National parks jokingly warn not to ‘push a slower friend’ if you encounter a bear


The National Park Service has some important bear tips on what not to do if you — and a friend — encounter a bear in the wild.

“If you encounter a bear, never push a slower friend down”, the agency wrote on Twitter on Tuesday“even if you feel the friendship has run its course.”

The agency used the lighthearted joke as a transition to more serious bear safety advice.

“Seeing a bear in the wild is a treat for any national park visitor,” the agency wrote in another tweet. “While this is an exciting time, it’s important to remember that bears in national parks are wild and can be dangerous.”

Bears of different species make their home in various habitats across the United States. Brown or grizzly bears are found in Wyoming, Montana, Idaho, and Washington, while black bears can be found throughout much of the Northeast, Appalachia, and the West Coast, in addition to parts of the South and Midwest.

The service points out that as spring approaches, the bears will become more active. On their website, the National Park Service advises visitors who encounter a bear to keep their distance from the animal and not startle the bear if it hasn’t noticed you yet. If the bear notices you, you should “identify” as a human by standing still, speaking calmly, and waving your arms.

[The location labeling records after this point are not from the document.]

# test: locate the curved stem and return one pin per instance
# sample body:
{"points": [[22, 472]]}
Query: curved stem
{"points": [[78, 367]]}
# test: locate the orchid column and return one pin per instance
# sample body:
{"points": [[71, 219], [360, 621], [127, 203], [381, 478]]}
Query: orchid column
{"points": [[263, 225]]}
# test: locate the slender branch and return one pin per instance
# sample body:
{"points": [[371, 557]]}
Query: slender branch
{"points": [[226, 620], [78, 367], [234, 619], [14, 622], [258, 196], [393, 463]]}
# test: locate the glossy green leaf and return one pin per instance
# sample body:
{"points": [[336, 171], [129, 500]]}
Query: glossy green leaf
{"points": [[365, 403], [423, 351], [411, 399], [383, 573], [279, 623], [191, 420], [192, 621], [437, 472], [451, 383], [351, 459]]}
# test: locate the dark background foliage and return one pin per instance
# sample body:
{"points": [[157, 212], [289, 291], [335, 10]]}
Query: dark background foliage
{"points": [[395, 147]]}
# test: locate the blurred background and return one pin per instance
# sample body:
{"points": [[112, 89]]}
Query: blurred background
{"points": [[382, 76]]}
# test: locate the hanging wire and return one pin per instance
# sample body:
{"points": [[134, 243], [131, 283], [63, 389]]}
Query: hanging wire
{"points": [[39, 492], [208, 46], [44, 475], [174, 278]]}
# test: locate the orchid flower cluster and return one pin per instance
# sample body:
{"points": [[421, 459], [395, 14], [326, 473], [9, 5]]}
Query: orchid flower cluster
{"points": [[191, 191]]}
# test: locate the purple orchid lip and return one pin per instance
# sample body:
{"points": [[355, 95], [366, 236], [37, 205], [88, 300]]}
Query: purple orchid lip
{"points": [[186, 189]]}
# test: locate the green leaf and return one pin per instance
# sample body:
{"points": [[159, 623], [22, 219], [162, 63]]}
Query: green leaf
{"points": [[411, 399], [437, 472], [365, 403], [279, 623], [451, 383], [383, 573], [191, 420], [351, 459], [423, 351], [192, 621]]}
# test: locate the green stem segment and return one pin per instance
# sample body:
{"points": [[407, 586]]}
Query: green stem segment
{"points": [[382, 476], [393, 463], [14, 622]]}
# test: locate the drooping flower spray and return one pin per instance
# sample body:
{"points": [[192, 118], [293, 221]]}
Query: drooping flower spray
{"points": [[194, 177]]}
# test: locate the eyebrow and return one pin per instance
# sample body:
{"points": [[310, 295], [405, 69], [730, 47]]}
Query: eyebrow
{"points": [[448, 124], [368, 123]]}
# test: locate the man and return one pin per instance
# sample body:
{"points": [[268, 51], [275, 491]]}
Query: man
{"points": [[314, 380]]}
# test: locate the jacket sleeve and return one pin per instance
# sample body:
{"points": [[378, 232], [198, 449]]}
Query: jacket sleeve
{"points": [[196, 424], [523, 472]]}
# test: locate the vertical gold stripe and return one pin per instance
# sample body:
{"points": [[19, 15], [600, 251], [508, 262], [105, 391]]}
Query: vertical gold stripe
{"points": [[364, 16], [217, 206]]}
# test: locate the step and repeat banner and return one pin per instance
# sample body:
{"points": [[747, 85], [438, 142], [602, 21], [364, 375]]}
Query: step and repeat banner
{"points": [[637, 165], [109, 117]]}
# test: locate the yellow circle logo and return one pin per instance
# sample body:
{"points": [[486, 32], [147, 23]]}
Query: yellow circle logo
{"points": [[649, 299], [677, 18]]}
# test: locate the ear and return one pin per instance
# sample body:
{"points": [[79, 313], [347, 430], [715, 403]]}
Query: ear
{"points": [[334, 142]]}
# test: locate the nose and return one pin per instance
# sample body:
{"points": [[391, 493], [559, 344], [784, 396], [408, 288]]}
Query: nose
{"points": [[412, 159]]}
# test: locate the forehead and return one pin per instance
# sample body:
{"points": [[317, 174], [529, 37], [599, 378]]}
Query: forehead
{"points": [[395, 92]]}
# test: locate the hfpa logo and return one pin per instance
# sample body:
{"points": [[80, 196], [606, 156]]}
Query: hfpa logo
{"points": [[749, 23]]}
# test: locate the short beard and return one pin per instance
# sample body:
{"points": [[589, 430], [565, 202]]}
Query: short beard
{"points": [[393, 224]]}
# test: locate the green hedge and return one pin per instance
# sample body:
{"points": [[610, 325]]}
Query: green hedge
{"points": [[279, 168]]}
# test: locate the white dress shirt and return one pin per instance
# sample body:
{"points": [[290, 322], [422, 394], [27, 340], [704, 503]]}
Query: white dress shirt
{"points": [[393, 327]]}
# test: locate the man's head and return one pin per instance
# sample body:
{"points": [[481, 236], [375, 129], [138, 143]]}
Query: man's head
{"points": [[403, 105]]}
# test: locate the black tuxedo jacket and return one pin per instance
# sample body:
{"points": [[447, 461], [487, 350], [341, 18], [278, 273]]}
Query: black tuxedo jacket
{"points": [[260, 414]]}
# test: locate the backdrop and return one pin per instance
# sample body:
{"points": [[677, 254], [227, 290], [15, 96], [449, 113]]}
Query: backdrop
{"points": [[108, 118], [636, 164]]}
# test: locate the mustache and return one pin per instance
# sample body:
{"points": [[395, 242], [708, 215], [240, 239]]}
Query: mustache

Hikers should also travel in groups if possible.

The website also notes that bear attacks are rare but can occur.

On Twitter, users seemed more interested in asking for more friendship tips from the National Park Service than learning more about bear safety.

One user, for example, asked what he should do “if he considers me a friend, but I just consider him an acquaintance.”

“Friendships are special, but they don’t happen by chance,” the agency replied. “It takes effort and trust to build a lasting friendship. Good luck.”